H. Res. 568 is a non-binding sense-of-the-House resolution introduced in the 119th Congress. It acknowledges climate change as a major threat to public health and directs various federal actions—primarily led by the Department of Health and Human Services (DHHS)—to improve the health sector’s readiness and resilience to climate-related health impacts. The resolution calls for reinstitution and coordination of key DHHS offices, expanded funding and technical assistance for underserved communities, enhanced data sharing and communication about climate-health risks, stronger protections and training for workers, and annual reporting to Congress on progress. It also urges the Occupational Safety and Health Administration (OSHA) to establish a robust worker heat protection standard.
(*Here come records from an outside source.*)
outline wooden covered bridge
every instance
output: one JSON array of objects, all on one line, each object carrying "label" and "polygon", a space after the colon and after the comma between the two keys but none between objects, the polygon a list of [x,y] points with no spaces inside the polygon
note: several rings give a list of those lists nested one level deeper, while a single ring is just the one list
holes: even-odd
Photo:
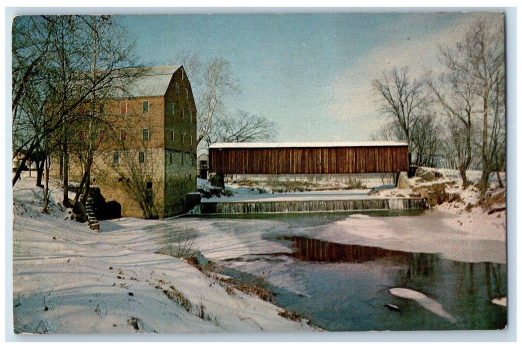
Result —
[{"label": "wooden covered bridge", "polygon": [[209,172],[227,174],[407,171],[408,144],[397,142],[215,143]]}]

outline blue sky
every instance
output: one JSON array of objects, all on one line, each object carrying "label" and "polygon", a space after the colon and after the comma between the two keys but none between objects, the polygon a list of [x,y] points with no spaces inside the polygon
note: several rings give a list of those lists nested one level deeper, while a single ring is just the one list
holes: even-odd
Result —
[{"label": "blue sky", "polygon": [[[230,62],[241,94],[228,101],[276,122],[280,142],[369,140],[385,122],[372,81],[393,66],[436,72],[437,45],[473,13],[128,15],[136,53],[158,65],[191,51]],[[496,17],[501,19],[500,16]],[[189,76],[190,78],[190,76]]]}]

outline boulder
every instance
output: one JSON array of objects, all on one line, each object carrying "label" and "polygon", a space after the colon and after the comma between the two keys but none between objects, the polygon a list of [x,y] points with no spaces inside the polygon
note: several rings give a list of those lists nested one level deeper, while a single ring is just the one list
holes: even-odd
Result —
[{"label": "boulder", "polygon": [[412,188],[410,181],[408,179],[408,172],[401,172],[399,174],[399,179],[397,181],[397,189],[411,189]]}]

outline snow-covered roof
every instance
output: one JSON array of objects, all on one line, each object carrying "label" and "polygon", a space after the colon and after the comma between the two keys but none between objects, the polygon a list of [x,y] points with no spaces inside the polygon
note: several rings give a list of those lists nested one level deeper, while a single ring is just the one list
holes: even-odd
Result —
[{"label": "snow-covered roof", "polygon": [[181,67],[181,65],[169,65],[149,68],[143,76],[134,79],[130,84],[125,86],[124,92],[119,97],[163,96],[167,92],[172,74]]},{"label": "snow-covered roof", "polygon": [[338,147],[397,147],[408,146],[402,142],[309,142],[283,143],[214,143],[209,148],[332,148]]}]

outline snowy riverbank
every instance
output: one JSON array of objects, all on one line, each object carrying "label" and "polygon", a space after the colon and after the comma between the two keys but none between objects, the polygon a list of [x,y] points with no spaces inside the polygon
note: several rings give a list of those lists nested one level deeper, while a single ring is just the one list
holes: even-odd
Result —
[{"label": "snowy riverbank", "polygon": [[[321,215],[305,215],[303,219],[312,222],[307,225],[277,218],[123,218],[101,222],[100,233],[86,224],[65,219],[65,210],[56,204],[50,214],[42,213],[42,191],[34,184],[34,178],[25,178],[14,189],[17,332],[315,330],[305,321],[280,316],[282,310],[272,304],[231,290],[229,285],[184,261],[157,253],[183,234],[192,237],[187,240],[191,249],[218,265],[262,276],[299,297],[308,296],[305,282],[292,272],[296,265],[288,255],[292,250],[290,243],[278,237],[306,236],[338,243],[436,253],[455,261],[506,262],[505,212],[488,215],[480,207],[469,208],[477,196],[473,187],[463,191],[458,185],[452,187],[461,201],[443,204],[417,216],[370,218],[346,214],[323,219]],[[247,191],[236,190],[243,194]],[[411,193],[389,191],[378,194]],[[54,190],[52,202],[59,202],[59,193]],[[264,257],[268,255],[272,257]]]},{"label": "snowy riverbank", "polygon": [[282,310],[268,302],[227,292],[180,259],[155,253],[164,246],[150,240],[146,228],[158,221],[123,218],[122,225],[132,222],[128,228],[97,232],[65,220],[55,204],[50,214],[41,213],[42,190],[34,184],[23,178],[14,189],[16,332],[314,330],[279,316]]}]

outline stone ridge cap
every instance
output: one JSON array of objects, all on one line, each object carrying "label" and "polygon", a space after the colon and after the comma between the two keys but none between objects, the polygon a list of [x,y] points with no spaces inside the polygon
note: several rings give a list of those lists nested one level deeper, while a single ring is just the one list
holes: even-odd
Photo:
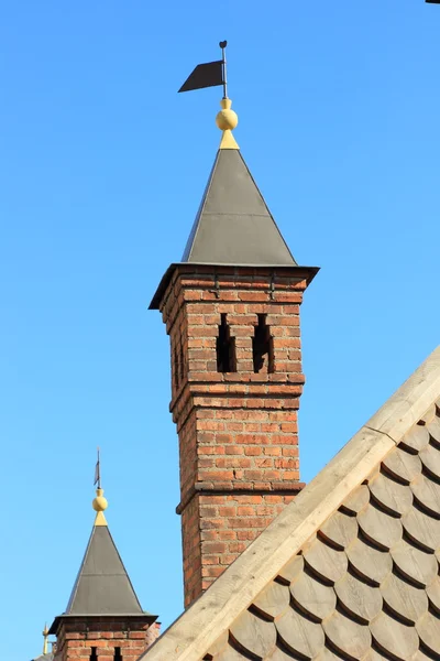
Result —
[{"label": "stone ridge cap", "polygon": [[440,346],[140,659],[200,661],[439,397]]}]

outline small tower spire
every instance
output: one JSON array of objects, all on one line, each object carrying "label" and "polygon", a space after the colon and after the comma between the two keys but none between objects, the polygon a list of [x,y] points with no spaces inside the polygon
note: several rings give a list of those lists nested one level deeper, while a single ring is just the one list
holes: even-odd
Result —
[{"label": "small tower spire", "polygon": [[47,654],[47,651],[48,651],[48,629],[47,629],[47,622],[45,622],[44,629],[43,629],[42,633],[43,633],[43,638],[44,638],[43,654]]}]

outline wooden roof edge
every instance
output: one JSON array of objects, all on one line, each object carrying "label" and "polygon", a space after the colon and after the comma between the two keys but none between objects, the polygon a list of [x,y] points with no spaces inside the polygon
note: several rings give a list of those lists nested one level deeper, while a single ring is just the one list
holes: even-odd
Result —
[{"label": "wooden roof edge", "polygon": [[439,397],[440,346],[141,659],[200,661]]}]

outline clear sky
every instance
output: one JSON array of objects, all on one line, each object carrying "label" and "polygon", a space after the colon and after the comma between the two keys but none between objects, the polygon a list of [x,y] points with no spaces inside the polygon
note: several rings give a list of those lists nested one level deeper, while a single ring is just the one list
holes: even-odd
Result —
[{"label": "clear sky", "polygon": [[182,610],[169,349],[147,304],[189,234],[229,40],[242,153],[299,263],[309,480],[439,342],[440,7],[15,0],[0,21],[1,658],[61,614],[94,514],[143,607]]}]

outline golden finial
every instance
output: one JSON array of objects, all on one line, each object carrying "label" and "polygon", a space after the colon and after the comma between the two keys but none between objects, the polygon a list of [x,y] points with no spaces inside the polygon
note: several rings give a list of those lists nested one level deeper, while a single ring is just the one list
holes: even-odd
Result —
[{"label": "golden finial", "polygon": [[98,485],[97,497],[91,502],[91,507],[97,512],[97,516],[95,517],[95,525],[107,525],[103,511],[109,507],[109,503],[107,502],[107,498],[103,497],[103,489],[101,489],[101,462],[99,457],[99,447],[98,460],[95,468],[95,484]]},{"label": "golden finial", "polygon": [[44,637],[43,654],[47,654],[47,638],[48,638],[47,622],[44,625],[44,629],[43,629],[42,633],[43,633],[43,637]]},{"label": "golden finial", "polygon": [[223,134],[220,141],[220,149],[240,149],[232,136],[233,129],[239,123],[237,112],[231,110],[232,101],[228,98],[228,78],[227,78],[227,42],[220,42],[221,63],[223,69],[223,98],[220,101],[221,110],[217,113],[216,123]]},{"label": "golden finial", "polygon": [[221,137],[220,149],[240,149],[232,136],[232,130],[239,123],[237,112],[231,110],[231,99],[221,99],[221,110],[217,113],[216,123],[223,134]]},{"label": "golden finial", "polygon": [[95,525],[107,525],[103,511],[109,507],[109,503],[107,502],[107,498],[103,497],[103,489],[100,487],[97,489],[97,497],[94,499],[91,507],[97,512]]}]

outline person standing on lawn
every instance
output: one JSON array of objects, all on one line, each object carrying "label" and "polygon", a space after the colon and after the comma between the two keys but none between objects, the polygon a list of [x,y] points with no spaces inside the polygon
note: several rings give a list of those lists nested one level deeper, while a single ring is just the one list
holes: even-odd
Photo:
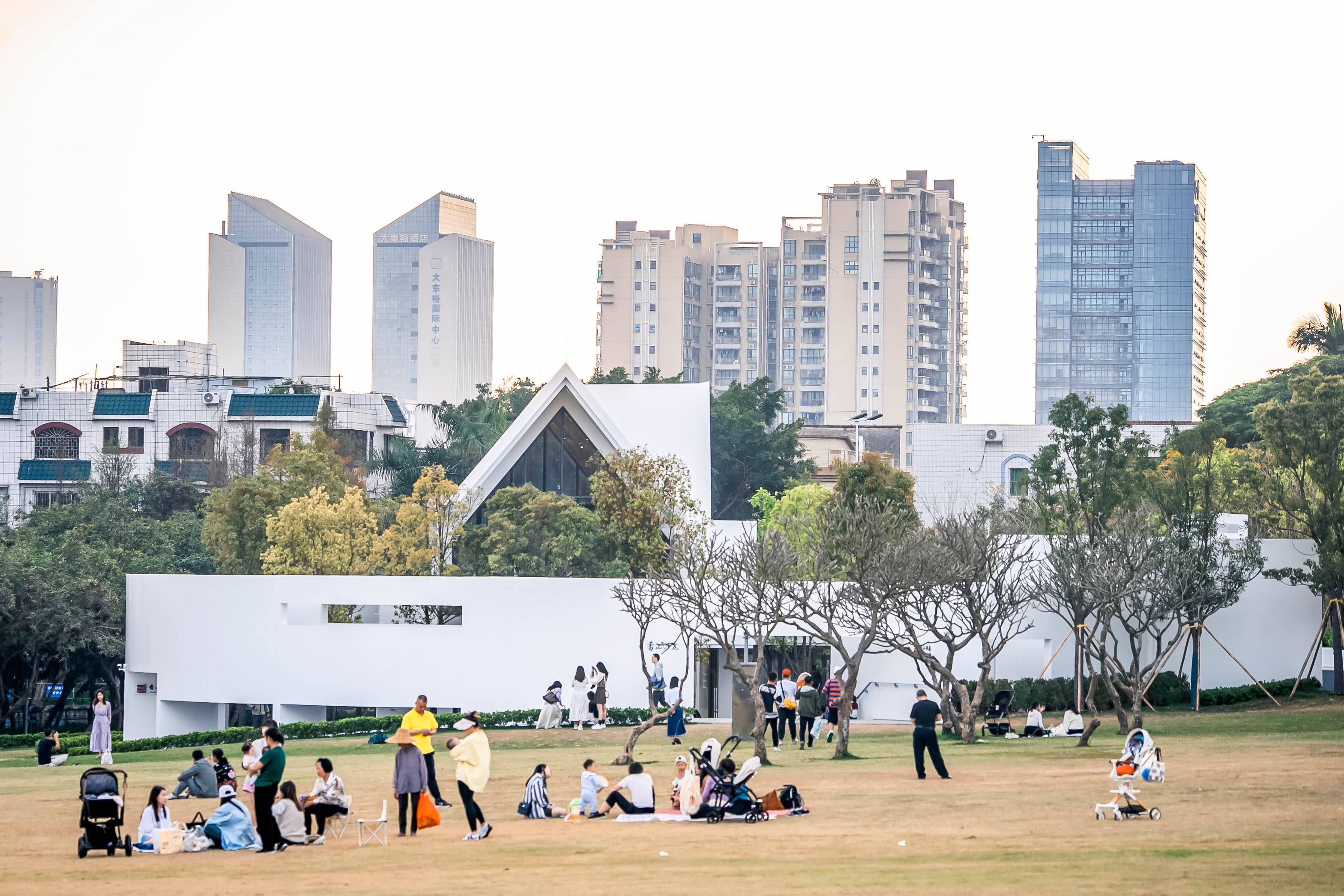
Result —
[{"label": "person standing on lawn", "polygon": [[[798,743],[798,682],[790,678],[792,672],[785,669],[780,673],[780,739],[784,739],[784,725],[789,725],[789,743]],[[793,704],[793,705],[789,705]]]},{"label": "person standing on lawn", "polygon": [[[257,762],[257,780],[253,782],[253,806],[255,807],[257,833],[261,834],[263,853],[281,852],[288,846],[280,836],[280,826],[270,814],[280,793],[280,782],[285,776],[285,735],[278,728],[266,729],[266,750]],[[214,770],[211,770],[214,779]],[[227,785],[226,785],[227,786]]]},{"label": "person standing on lawn", "polygon": [[942,764],[942,751],[938,750],[938,731],[934,727],[942,721],[942,709],[929,699],[923,688],[915,690],[915,705],[910,707],[910,721],[915,725],[913,740],[915,747],[915,774],[919,775],[919,780],[925,779],[923,751],[926,748],[938,776],[943,780],[952,778],[948,774],[948,767]]},{"label": "person standing on lawn", "polygon": [[844,693],[844,685],[840,684],[841,673],[844,669],[836,669],[835,674],[821,686],[821,693],[827,699],[827,724],[831,725],[831,731],[827,732],[827,743],[836,739],[836,729],[840,728],[840,695]]},{"label": "person standing on lawn", "polygon": [[402,728],[411,732],[411,740],[425,754],[425,768],[429,770],[429,794],[434,798],[435,806],[452,806],[438,793],[438,779],[434,776],[434,744],[430,737],[438,731],[438,720],[429,711],[429,700],[425,695],[415,697],[415,708],[402,716]]},{"label": "person standing on lawn", "polygon": [[[472,833],[462,840],[485,840],[491,836],[491,826],[476,805],[476,794],[484,791],[491,779],[491,742],[481,731],[481,713],[474,709],[454,721],[453,728],[462,736],[449,737],[448,750],[457,760],[457,793],[466,810],[466,823],[472,826]],[[477,822],[480,830],[476,829]]]}]

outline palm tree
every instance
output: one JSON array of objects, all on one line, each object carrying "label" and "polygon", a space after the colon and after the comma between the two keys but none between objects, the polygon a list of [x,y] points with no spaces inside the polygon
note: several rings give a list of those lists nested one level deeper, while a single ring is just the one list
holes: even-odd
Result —
[{"label": "palm tree", "polygon": [[1297,321],[1288,334],[1288,347],[1298,352],[1317,351],[1321,355],[1344,352],[1344,310],[1325,302],[1325,320],[1308,314]]}]

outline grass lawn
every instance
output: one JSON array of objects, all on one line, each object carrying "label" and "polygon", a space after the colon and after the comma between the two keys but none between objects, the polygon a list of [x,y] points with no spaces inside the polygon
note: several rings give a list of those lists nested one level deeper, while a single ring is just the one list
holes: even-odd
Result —
[{"label": "grass lawn", "polygon": [[[1020,724],[1020,723],[1019,723]],[[812,814],[765,825],[528,821],[515,807],[539,762],[555,771],[552,799],[578,795],[583,759],[610,762],[628,729],[491,732],[493,776],[481,799],[495,833],[462,842],[457,805],[444,825],[388,848],[336,842],[280,856],[210,850],[187,856],[75,856],[82,767],[36,768],[30,751],[0,751],[0,880],[27,893],[520,893],[832,892],[1000,889],[1038,893],[1324,893],[1344,891],[1344,700],[1316,696],[1277,709],[1267,700],[1146,719],[1167,760],[1167,783],[1142,789],[1163,818],[1098,822],[1109,799],[1107,759],[1121,737],[1106,721],[1093,746],[1070,739],[943,742],[952,780],[918,780],[909,728],[856,727],[860,759],[797,748],[770,754],[757,791],[797,785]],[[699,742],[727,732],[692,725]],[[435,737],[441,744],[442,737]],[[378,815],[391,799],[392,747],[362,739],[290,742],[286,778],[312,786],[329,756],[355,797],[352,814]],[[457,803],[452,762],[439,746],[444,794]],[[637,759],[664,803],[673,748],[660,729]],[[238,747],[227,748],[237,764]],[[117,756],[130,774],[129,833],[149,787],[171,783],[190,750]],[[743,748],[739,758],[749,754]],[[602,770],[613,780],[617,770]],[[175,818],[214,803],[179,801]],[[185,813],[185,814],[184,814]],[[395,802],[391,806],[395,819]],[[899,846],[905,841],[905,846]],[[669,853],[660,857],[660,852]],[[1335,881],[1335,883],[1331,883]]]}]

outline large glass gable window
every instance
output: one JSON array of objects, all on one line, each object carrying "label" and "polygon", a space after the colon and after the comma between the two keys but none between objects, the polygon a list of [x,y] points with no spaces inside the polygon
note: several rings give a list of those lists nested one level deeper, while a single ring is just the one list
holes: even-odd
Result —
[{"label": "large glass gable window", "polygon": [[598,459],[591,439],[562,407],[495,488],[531,482],[543,492],[585,500],[591,494],[589,477],[597,473]]}]

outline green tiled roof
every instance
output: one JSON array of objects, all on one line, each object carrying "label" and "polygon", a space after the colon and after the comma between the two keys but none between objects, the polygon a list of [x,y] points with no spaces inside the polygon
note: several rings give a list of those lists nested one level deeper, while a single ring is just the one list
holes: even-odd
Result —
[{"label": "green tiled roof", "polygon": [[257,416],[312,416],[321,395],[243,395],[228,399],[228,416],[242,416],[251,410]]},{"label": "green tiled roof", "polygon": [[56,465],[60,466],[59,480],[75,482],[89,478],[89,461],[19,461],[19,480],[23,482],[55,482]]},{"label": "green tiled roof", "polygon": [[93,403],[94,416],[145,416],[149,414],[149,392],[98,392]]}]

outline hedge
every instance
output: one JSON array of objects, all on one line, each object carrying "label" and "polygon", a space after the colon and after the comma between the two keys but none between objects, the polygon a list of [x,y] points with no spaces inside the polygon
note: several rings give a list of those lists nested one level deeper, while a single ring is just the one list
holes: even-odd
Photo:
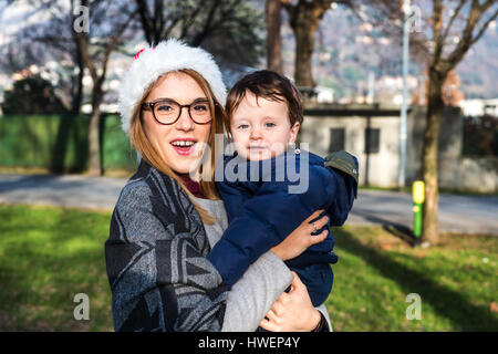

While aspirational and prescriptive in tone, it does not itself create binding obligations or authorize new spending; rather, it expresses the intent of the House to guide agency actions and priorities.

Key Points

  • 1Recognizes climate change as the leading health threat of the 21st century and outlines specific health risks (air pollution, heat, vector-borne and water-borne diseases, mental health impacts, pregnancy complications, displacement, etc.) that disproportionately affect vulnerable communities.
  • 2Calls for the Department of Health and Human Services to lead a coordinated federal response that increases health sector climate readiness, strengthens health infrastructure and supply chains, and reduces the sector’s environmental footprint; emphasizes equitable, nationwide impact.
  • 3Requires urgent funding and quick distribution of energy efficiency retrofits, clean energy/onsite storage, and climate-resilience planning for health care organizations and community-based groups, with a focus on historically underserved communities.
  • 4Mandates prioritized technical assistance and capacity-building for Tribal health systems, rural hospitals, and underresourced providers to support climate adaptation, with an emphasis on equitable access.
  • 5Instructs federal agencies to close health-climate information gaps, synthesize data on health impacts and adaptation strategies, and develop accessible, evidence-based education tools for the public.
  • 6Reinstates the Office of Climate Change and Health Equity and the Office of Environmental Justice within DHHS (with adequate staffing and resources) to lead and coordinate federal climate-health efforts and equity.
  • 7Specifies that key agencies and programs (including ACF, ASPR, AHRQ, IHS, CDC components, and NIH Climate Change and Health Initiative) should be fully funded and supported to carry out climate-health work.
  • 8Includes provisions to support workforce development (training, job quality, public health career pathways), emergency preparedness, and community-led mental wellness and mutual aid networks, with a focus on workers from underserved communities.
  • 9Ensures meaningful engagement of community-based organizations, Tribal governments, and environmental-justice groups in climate-health decision-making, with resources and authority to lead local resilience efforts.
  • 10Directs OSHA to promulgate a worker heat protection standard that sets the maximum protective measures for heat exposure to prevent heat-related illness and injury.
  • 11Requires annual progress reports to Congress and the public on climate-resilience investments, health outcomes, and equitable distribution of resources.

Impact Areas

Primary group/area affected: The U.S. health care system and public health infrastructure (hospitals, clinics, health networks, and frontline health workers), including operations resilience during extreme weather and disasters.Secondary group/area affected: Underserved communities (Tribal nations, rural populations, low-income and marginalized communities), patients with disabilities, workers in high-risk occupations, and populations disproportionately impacted by climate hazards.Additional impacts: Data systems and communication (improved climate-health data synthesis and accessibility), environmental justice and community engagement in decision-making, and potential shifts in funding priorities for DHHS and related agencies; initiation of stronger worker protections (heat standards) and ongoing accountability through annual reporting.